Wisdom teeth, or third molars, are the last teeth to come in during young adulthood. It is easiest to remove wisdom teeth when the patient is a young adult (late teens to early twenties) because the roots are not fully developed. Wisdom teeth are removed to correct a problem or prevent a problem in the future. The way in which the teeth are growing in determines whether or not a person needs to have them removed, but not all people need to have their teeth removed. It is possible to never have to remove wisdom teeth or to only have to remove one. Wisdom teeth removal can be done by your general dentist or an oral surgeon in office as an outpatient procedure.
Reasons to Remove:
Wisdom teeth may partially break through the gum causing the gum to grow over the teeth, which allows for food and germs to get trapped.
Wisdom teeth may grow in at an awkward angle, which needs surgery to remove so that the tooth does not interfere with the kar or other teeth.
Prevents crowding of the back teeth
Impacted tooth in the jaw
During the removal process, your dentist/surgeon will use a local anesthetic to numb the area around where the tooth will be extracted. When dealing with multiple tooth extractions you will be placed under general anesthesia, causing your whole body to be asleep during the procedure. In most cases the removal of the teeth goes very smoothly: the dentist opens up the gum tissue around the tooth and pulls the tooth out. Sometimes the tooth is harder to extract and the dentist must break the tooth into pieces to extract it piece by piece. After the tooth is removed, the dentist will stitch up the gum with dissolvable stitches.

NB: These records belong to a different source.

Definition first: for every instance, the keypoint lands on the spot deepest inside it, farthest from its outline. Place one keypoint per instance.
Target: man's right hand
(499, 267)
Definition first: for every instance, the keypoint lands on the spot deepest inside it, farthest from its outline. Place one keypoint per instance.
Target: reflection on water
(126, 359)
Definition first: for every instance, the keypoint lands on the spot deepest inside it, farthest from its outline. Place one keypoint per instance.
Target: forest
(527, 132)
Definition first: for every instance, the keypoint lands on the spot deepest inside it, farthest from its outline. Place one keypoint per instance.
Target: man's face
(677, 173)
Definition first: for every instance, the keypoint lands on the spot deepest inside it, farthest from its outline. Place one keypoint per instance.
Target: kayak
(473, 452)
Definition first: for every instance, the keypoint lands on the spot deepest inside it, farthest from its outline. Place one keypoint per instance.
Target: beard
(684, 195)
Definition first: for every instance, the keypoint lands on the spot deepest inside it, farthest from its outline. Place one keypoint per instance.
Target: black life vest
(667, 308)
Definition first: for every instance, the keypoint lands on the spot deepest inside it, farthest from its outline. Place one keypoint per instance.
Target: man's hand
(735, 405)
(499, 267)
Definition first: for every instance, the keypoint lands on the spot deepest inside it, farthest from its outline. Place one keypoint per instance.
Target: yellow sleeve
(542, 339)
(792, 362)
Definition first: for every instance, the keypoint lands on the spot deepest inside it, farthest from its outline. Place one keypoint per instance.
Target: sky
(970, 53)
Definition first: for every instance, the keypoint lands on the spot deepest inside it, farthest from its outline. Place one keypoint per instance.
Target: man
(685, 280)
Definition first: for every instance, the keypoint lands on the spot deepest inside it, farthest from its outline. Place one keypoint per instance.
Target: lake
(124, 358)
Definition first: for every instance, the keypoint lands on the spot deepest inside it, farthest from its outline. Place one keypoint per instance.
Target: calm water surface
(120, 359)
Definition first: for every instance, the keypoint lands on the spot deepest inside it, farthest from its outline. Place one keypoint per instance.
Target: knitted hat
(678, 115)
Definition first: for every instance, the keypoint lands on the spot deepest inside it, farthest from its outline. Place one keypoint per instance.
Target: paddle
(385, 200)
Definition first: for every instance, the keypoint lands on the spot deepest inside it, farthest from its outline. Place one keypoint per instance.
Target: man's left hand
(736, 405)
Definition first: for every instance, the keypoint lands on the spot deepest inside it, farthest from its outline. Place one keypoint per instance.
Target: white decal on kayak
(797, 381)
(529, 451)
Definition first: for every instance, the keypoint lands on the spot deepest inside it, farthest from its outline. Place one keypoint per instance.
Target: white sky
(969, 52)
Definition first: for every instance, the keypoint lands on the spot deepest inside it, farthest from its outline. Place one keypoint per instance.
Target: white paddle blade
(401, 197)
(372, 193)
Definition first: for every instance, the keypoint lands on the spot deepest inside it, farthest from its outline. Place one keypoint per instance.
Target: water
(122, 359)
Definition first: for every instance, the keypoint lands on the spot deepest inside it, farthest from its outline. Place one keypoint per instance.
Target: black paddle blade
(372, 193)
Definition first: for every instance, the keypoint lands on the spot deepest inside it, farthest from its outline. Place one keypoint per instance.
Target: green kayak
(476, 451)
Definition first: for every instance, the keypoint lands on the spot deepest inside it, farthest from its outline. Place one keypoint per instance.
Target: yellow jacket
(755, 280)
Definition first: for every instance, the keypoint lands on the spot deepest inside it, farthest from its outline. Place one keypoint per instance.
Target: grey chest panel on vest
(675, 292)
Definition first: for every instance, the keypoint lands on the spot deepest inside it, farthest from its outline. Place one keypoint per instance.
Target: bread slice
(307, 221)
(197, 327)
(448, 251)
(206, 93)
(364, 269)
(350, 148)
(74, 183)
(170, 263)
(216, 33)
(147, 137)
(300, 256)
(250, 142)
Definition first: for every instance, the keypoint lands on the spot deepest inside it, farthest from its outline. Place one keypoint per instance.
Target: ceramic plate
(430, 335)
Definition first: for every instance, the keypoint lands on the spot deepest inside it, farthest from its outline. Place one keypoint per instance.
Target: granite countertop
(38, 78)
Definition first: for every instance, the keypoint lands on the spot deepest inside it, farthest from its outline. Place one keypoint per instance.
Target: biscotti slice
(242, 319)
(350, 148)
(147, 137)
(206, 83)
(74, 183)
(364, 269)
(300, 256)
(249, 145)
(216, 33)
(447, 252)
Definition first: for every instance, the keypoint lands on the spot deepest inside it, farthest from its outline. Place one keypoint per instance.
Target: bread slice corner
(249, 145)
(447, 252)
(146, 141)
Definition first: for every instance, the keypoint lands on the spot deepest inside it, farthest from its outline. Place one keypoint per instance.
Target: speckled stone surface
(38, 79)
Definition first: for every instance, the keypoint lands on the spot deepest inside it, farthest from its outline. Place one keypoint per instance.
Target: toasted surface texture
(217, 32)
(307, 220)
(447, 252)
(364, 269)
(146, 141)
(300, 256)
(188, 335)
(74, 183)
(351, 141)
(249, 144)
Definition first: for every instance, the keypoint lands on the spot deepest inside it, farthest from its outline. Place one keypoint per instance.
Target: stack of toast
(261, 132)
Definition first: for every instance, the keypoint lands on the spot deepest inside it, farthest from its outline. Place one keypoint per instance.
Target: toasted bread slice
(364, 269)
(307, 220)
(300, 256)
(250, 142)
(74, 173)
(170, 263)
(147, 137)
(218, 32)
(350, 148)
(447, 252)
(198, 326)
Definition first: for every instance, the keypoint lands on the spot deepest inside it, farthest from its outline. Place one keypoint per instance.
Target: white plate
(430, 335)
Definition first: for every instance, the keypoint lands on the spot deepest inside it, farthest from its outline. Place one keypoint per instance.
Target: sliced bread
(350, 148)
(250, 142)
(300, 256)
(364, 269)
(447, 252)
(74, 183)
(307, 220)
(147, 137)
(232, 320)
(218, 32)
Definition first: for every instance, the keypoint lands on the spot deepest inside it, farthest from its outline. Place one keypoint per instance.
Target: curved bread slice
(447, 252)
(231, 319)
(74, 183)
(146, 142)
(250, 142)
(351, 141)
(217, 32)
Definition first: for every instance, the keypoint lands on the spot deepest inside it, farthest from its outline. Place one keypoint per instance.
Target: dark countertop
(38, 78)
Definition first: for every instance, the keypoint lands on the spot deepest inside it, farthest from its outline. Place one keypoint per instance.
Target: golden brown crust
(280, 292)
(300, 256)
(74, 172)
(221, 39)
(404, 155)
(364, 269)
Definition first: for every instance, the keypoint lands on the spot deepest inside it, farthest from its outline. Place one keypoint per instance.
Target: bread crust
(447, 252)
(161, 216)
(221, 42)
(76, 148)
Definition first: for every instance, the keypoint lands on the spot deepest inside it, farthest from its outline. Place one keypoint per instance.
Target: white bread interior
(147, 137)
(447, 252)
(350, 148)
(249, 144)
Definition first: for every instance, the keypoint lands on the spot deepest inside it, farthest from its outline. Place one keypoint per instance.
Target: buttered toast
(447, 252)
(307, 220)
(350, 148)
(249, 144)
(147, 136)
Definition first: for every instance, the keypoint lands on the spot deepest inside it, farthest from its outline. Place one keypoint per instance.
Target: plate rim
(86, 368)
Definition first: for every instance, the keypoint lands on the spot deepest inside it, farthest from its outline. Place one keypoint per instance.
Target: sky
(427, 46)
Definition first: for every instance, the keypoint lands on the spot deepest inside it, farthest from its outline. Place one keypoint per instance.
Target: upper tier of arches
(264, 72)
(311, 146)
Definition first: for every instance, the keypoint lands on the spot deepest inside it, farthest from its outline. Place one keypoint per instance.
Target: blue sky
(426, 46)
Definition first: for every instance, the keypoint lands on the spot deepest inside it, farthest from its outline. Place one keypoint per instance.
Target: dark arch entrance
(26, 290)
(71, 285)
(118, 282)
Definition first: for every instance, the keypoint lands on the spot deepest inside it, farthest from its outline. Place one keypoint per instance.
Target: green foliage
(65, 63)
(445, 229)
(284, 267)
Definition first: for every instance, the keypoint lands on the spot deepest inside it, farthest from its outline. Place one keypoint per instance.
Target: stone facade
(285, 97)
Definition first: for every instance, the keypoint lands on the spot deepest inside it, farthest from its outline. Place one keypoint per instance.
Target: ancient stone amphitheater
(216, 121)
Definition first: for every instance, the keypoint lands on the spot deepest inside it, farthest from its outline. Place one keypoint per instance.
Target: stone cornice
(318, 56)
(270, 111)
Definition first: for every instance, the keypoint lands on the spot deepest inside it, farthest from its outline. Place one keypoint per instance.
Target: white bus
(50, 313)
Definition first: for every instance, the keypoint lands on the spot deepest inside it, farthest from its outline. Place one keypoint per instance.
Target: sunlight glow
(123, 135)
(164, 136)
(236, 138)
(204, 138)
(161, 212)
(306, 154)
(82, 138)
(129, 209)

The recovery process generally only lasts a few days, which includes taking the pain medicine prescribed, rinsing mouth out, and using the gauze to absorb all the excess blood. In order to minimize the pain, try using an ice pack on the outside of your cheek/cheeks. Apply the ice pack for 15-20 minutes at a time for the first 24 hours, after the first day use a warm wrung-out towel for the next few days. Contact your dentist or surgeon if the pain begins to get worse around the fourth day, which may be a sign of complications.